Je n’attendais rien de cette lettre envoyée au bureau du premier ministre, mais il agréable de savoir que l’on peut écrire à nos dirigeants et que notre message sera lu.

Mieux encore, ce matin j’apprends que le premier ministre n’entend pas envoyer de troupes en Irak (Cyberpresse : Paul Martin n’enverra pas de soldats). Hum… je ne pensais pas avoir tant d’influence :-)


SUITE… (11 décembre 2005)

J’ai reçu, plus tôt cette semaine, cette réponse de M. Pierre Pettigrew, ministre des Affaires étrangères :

    Monsieur,

    Le premier ministre m’a transmis votre courriel du 7 février dernier au sujet de la situation en Iraq. Je regrette de n’avoir pu vous répondre plus tôt.

    Le Canada appuie fermement la transition politique en Iraq en conformité des dispositions de la résolution 1546 du Conseil de sécurité des Nations Unies du 8 juin 2005. Nous croyons qu’un processus crédible, démocratique et inclusif est essentiel à la stabilisation de l’Iraq. Le Canada a appuyé fermement le processus politique en Iraq par le biais d’une contribution de 20 millions de dollars en réponse à l’appel des Nations Unies pour le soutien des élections, et une contribution de 7 millions de dollars à la Mission internationale sur les élections en Iraq dirigée par Élections Canada.

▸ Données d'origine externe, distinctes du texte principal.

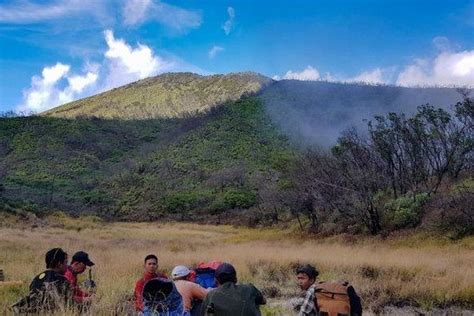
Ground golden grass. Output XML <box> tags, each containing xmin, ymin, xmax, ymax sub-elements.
<box><xmin>0</xmin><ymin>217</ymin><xmax>474</xmax><ymax>315</ymax></box>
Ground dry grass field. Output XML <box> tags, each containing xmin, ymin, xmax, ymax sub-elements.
<box><xmin>0</xmin><ymin>216</ymin><xmax>474</xmax><ymax>315</ymax></box>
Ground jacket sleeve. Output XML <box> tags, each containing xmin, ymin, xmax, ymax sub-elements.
<box><xmin>135</xmin><ymin>281</ymin><xmax>143</xmax><ymax>312</ymax></box>
<box><xmin>192</xmin><ymin>283</ymin><xmax>208</xmax><ymax>300</ymax></box>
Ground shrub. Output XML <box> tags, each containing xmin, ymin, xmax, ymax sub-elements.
<box><xmin>384</xmin><ymin>193</ymin><xmax>428</xmax><ymax>229</ymax></box>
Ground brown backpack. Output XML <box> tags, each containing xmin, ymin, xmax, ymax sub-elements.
<box><xmin>314</xmin><ymin>281</ymin><xmax>362</xmax><ymax>316</ymax></box>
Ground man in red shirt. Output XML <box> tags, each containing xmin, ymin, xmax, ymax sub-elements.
<box><xmin>135</xmin><ymin>255</ymin><xmax>168</xmax><ymax>312</ymax></box>
<box><xmin>64</xmin><ymin>251</ymin><xmax>94</xmax><ymax>304</ymax></box>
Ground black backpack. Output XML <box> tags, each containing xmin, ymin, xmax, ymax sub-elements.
<box><xmin>11</xmin><ymin>270</ymin><xmax>72</xmax><ymax>313</ymax></box>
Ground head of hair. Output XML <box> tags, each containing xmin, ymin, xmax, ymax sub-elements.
<box><xmin>296</xmin><ymin>264</ymin><xmax>319</xmax><ymax>280</ymax></box>
<box><xmin>144</xmin><ymin>254</ymin><xmax>158</xmax><ymax>263</ymax></box>
<box><xmin>44</xmin><ymin>248</ymin><xmax>67</xmax><ymax>269</ymax></box>
<box><xmin>216</xmin><ymin>273</ymin><xmax>237</xmax><ymax>284</ymax></box>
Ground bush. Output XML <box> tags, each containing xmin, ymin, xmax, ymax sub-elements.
<box><xmin>384</xmin><ymin>193</ymin><xmax>428</xmax><ymax>229</ymax></box>
<box><xmin>210</xmin><ymin>188</ymin><xmax>257</xmax><ymax>214</ymax></box>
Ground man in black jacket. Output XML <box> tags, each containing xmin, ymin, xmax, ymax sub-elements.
<box><xmin>12</xmin><ymin>248</ymin><xmax>72</xmax><ymax>313</ymax></box>
<box><xmin>201</xmin><ymin>263</ymin><xmax>266</xmax><ymax>316</ymax></box>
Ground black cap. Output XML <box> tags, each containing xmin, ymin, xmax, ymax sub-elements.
<box><xmin>296</xmin><ymin>264</ymin><xmax>319</xmax><ymax>279</ymax></box>
<box><xmin>71</xmin><ymin>251</ymin><xmax>94</xmax><ymax>267</ymax></box>
<box><xmin>215</xmin><ymin>262</ymin><xmax>237</xmax><ymax>278</ymax></box>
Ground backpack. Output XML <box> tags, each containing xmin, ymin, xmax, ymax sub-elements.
<box><xmin>11</xmin><ymin>281</ymin><xmax>67</xmax><ymax>314</ymax></box>
<box><xmin>194</xmin><ymin>261</ymin><xmax>221</xmax><ymax>289</ymax></box>
<box><xmin>314</xmin><ymin>281</ymin><xmax>362</xmax><ymax>316</ymax></box>
<box><xmin>142</xmin><ymin>278</ymin><xmax>184</xmax><ymax>316</ymax></box>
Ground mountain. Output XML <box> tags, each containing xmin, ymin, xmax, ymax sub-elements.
<box><xmin>42</xmin><ymin>72</ymin><xmax>272</xmax><ymax>119</ymax></box>
<box><xmin>0</xmin><ymin>73</ymin><xmax>466</xmax><ymax>224</ymax></box>
<box><xmin>260</xmin><ymin>80</ymin><xmax>462</xmax><ymax>146</ymax></box>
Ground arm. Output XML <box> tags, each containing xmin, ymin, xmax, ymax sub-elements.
<box><xmin>191</xmin><ymin>283</ymin><xmax>209</xmax><ymax>300</ymax></box>
<box><xmin>252</xmin><ymin>285</ymin><xmax>267</xmax><ymax>305</ymax></box>
<box><xmin>298</xmin><ymin>287</ymin><xmax>316</xmax><ymax>316</ymax></box>
<box><xmin>135</xmin><ymin>281</ymin><xmax>143</xmax><ymax>312</ymax></box>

    En effet, le Canada contribue depuis très longtemps au renforcement de la stabilité et de la bonne gouvernance dans les situations d’après-conflit et la bonne gouvernance est un objectif prioritaire de l’aide canadienne en Iraq. Un Iraq stable, prospère et autonome, qui respecte les droits de ses citoyens et de ses voisins, est dans le meilleur intérêt de la communauté internationale. Le gouvernement du Canada a engagé des crédits de 300 millions de dollars pour l’aide humanitaire et la reconstruction en Iraq afin de soutenir cette vision ambitieuse, mais réalisable.

    En vertu de la résolution 1546, les Iraquiens sont allés aux urnes le 30 janvier 2005 et ont élu une Assemblée nationale de transition composée de 275 membres. L’Assemblée a entrepris l’élaboration d’une nouvelle constitution. Le 22 août 2005, un projet de constitution a été présenté à l’Assemblée nationale iraquienne. Tout au long du processus de rédaction, des questions se sont avérées litigieuses, entre autres, le rôle de l’Islam dans l’État, les droits des femmes et le fédéralisme. Les Chiites arabes et les Kurdes ont appuyé le projet de constitution. Les changements apportés au projet de constitution au cours de la semaine précédant le référendum du 15 octobre 2005 ont mené certains groupes sunnites à appuyer le document. En outre, la participation au scrutin dans les régions à forte concentration sunnite a été plus élevée que lors des élections de janvier. La constitution a maintenant été ratifiée malgré un taux de rejet élevé dans les régions dominées par les Chiites arabes. Des élections démocratiques marquant la fin de la transition auront lieu d’ici le 15 décembre 2005.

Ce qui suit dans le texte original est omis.